1) firstly, randomly generating two parameters of width and height of a cutting area, and then randomly generating an upper left corner point of the cutting area, thereby obtaining the cutting area. The intersection ratio IoU of the clipping region and all the target boxes is calculated according to the following formula:

where area denotes an area of a frame, n denotes an intersection portion of two frames, and u denotes a union portion of two frames. If the minimum value IoU is less than a specified threshold (e.g. 0.5), it indicates that the overlap ratio of the cutting area and all the objects exceeds the specified threshold. If the condition is not met, repeatedly cutting for 50 times, and if the condition is not met, directly outputting the original drawing;

2) randomly generating two parameters of width and height of the extended picture, randomly generating an upper left corner point for placing a cutting area, filling the cutting area into the extended picture, and filling zero pixels in other parts;

3) randomly selecting one of the following five scaling modes: nearest neighbor interpolation, bilinear interpolation, pixel region correlation, bicubic interpolation in the 4 x 4 pixel domain and Lanczos interpolation in the 8 x 8 pixel domain, and scaling the expanded picture to a specified input resolution. And expanding and scaling after random cutting to generate more multi-scale targets, thereby enhancing the multi-scale expression of the model. In addition, if the test stage is the test stage, the step one is only to perform the current scaling part.

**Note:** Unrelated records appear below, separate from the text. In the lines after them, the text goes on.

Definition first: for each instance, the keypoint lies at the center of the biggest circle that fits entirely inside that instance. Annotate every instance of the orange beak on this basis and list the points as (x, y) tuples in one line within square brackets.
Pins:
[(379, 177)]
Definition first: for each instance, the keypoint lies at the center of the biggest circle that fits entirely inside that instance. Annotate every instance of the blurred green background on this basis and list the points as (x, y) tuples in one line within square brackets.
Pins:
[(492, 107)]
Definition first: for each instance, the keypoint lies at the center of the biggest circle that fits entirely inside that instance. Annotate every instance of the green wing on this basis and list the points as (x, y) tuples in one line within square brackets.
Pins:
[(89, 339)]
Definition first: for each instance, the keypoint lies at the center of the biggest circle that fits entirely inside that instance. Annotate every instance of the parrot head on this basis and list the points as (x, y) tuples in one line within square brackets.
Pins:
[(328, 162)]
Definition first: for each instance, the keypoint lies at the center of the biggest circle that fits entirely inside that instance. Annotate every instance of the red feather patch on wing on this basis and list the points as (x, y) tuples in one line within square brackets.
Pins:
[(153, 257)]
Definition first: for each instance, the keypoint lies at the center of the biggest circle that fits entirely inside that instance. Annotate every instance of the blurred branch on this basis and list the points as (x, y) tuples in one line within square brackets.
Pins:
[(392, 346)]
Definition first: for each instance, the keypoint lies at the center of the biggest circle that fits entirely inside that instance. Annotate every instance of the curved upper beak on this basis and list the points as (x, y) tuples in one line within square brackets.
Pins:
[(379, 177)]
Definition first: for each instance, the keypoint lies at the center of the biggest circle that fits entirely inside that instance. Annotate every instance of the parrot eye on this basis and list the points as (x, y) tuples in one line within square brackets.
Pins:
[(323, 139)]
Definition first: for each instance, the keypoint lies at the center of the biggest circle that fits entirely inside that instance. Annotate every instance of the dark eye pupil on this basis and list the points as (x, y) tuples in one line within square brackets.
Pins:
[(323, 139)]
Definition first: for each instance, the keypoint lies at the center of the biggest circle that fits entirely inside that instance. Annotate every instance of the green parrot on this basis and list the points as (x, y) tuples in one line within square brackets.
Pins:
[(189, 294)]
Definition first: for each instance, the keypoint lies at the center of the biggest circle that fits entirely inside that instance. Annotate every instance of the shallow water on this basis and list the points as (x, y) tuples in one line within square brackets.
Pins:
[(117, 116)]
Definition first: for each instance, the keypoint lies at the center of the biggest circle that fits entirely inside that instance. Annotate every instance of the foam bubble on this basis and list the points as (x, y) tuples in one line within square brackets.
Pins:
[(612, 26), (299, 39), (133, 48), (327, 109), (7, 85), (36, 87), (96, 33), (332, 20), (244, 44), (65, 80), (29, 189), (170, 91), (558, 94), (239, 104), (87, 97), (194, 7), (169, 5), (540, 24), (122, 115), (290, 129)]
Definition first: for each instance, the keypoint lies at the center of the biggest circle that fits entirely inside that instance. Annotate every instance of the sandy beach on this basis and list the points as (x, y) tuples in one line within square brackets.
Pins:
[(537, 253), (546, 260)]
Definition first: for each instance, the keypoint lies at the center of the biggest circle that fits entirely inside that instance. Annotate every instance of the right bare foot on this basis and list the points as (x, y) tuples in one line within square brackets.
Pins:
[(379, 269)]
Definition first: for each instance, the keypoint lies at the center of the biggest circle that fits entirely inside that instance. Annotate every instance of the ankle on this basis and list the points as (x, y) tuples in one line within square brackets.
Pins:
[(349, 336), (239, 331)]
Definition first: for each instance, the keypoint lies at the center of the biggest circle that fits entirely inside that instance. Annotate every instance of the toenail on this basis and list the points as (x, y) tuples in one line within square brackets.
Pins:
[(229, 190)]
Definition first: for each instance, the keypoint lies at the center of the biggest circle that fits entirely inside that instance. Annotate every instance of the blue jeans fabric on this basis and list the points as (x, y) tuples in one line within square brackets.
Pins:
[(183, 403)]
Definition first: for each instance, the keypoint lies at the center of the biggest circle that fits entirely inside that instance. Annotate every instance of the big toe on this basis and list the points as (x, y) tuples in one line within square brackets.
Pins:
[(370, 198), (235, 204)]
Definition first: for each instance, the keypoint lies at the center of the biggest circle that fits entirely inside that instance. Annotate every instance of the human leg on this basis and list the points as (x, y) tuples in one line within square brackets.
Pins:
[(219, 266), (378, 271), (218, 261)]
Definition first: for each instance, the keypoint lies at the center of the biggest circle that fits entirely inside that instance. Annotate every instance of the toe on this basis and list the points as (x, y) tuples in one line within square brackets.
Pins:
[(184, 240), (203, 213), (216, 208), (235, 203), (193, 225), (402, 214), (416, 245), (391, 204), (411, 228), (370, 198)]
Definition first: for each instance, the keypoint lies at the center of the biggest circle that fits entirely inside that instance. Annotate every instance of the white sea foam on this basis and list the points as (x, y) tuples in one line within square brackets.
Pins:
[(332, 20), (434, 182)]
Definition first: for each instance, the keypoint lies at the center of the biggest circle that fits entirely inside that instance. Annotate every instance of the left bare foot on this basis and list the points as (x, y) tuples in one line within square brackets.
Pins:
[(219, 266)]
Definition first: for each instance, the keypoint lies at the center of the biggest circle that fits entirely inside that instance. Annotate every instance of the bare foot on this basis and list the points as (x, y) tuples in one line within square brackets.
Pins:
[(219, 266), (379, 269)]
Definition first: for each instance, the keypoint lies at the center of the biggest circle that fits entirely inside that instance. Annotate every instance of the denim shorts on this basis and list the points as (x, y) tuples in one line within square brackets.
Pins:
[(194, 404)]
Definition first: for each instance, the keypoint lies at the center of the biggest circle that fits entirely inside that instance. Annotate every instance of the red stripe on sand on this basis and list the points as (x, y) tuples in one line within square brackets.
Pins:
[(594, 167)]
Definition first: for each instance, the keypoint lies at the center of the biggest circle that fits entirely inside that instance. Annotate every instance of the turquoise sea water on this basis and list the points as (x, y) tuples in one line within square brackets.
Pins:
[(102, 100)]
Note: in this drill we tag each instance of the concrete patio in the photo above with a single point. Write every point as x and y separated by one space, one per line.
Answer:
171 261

Step two: the method for acquiring the characteristics f of high semantics, high details and large receptive field mainly comprises the following four parts:

1) taking ResNet-50 as an example, removing the final global average pooling and full connection layer, using the obtained global average pooling and full connection layer as a backbone network, and obtaining a feature map f with sufficient semantic information sampled by 32 times after the features of the input picture are extracted through the backbone network_c；

2) In parallel with the backbone network, a shallow convolution neural network is designedTo supplement the detailed information via the network. Specifically, the convolution, the batch normalization layer (BN) and the activation function (ReLu) are combined into one convolution module, a plurality of (for example 3) convolution modules are stacked, an input picture is subjected to 16-time down-sampling by using the pooling layer and then is input into the convolution module, and a feature map f for encoding rich detail information is obtained_d；

3) Due to f_cSpatial resolution less than f_dThus, f needs to be paired before fusion_cPerforming 2 times of upsampling, combining the pixel points at the same position into a 2 × 2 matrix by taking 4 channels as a group, and f after upsampling_cDoubling the resolution and quadrupleing the number of channels achieves the goal of using the channel information to complement the spatial resolution, followed by a 1 × 1 convolution to make f_c ^upAnd f_dThe number of channels is equal. Last pair f_c ^upMultiplication to f using Sigmoid operation_dIn the above way, the feature f with sufficient semantic information and detail information is obtained_cdThe whole process is shown as the following formula:

wherein W represents the weight of the 1 × 1 convolutional layer;

4) will f is_cdInputting the data into a multi-branch hole convolution module ASPP (asynchronous serial port protocol), and further improving the receptive field of the characteristics, so that high-quality characteristics f with sufficient semantic information, rich detailed information and sufficient receptive field are obtained;

step three: the method comprises the following steps of constructing a characteristic pyramid suitable for multi-scale target detection, and mainly comprising the following two parts:

1) in order to obtain an 8-time down-sampling feature map in a feature pyramid, 2-time up-sampling is carried out on f, feature maps of 4 adjacent channels are recombined into features with spatial resolution expanded by 2 times, and meanwhile, 1 × 1 convolution is utilized to ensure that the number of channels of an output feature map is unified to 256;

2) obtaining a feature map in the feature pyramid as large as the resolution of f by using a 3 multiplied by 3 convolution of 256 channels for f; for the feature map with the resolution less than f, taking a 64-fold downsampling feature map as an example, f needs to be obtained by performing 4-fold downsampling again, so that the feature map is obtained by using 3 × 3 convolution cascade with two step sizes of 2, and so on. The feature pyramid sets up 5 levels in total, and the largest scale is 8 times of down-sampling feature map, and the smallest scale is 128 times of down-sampling feature map.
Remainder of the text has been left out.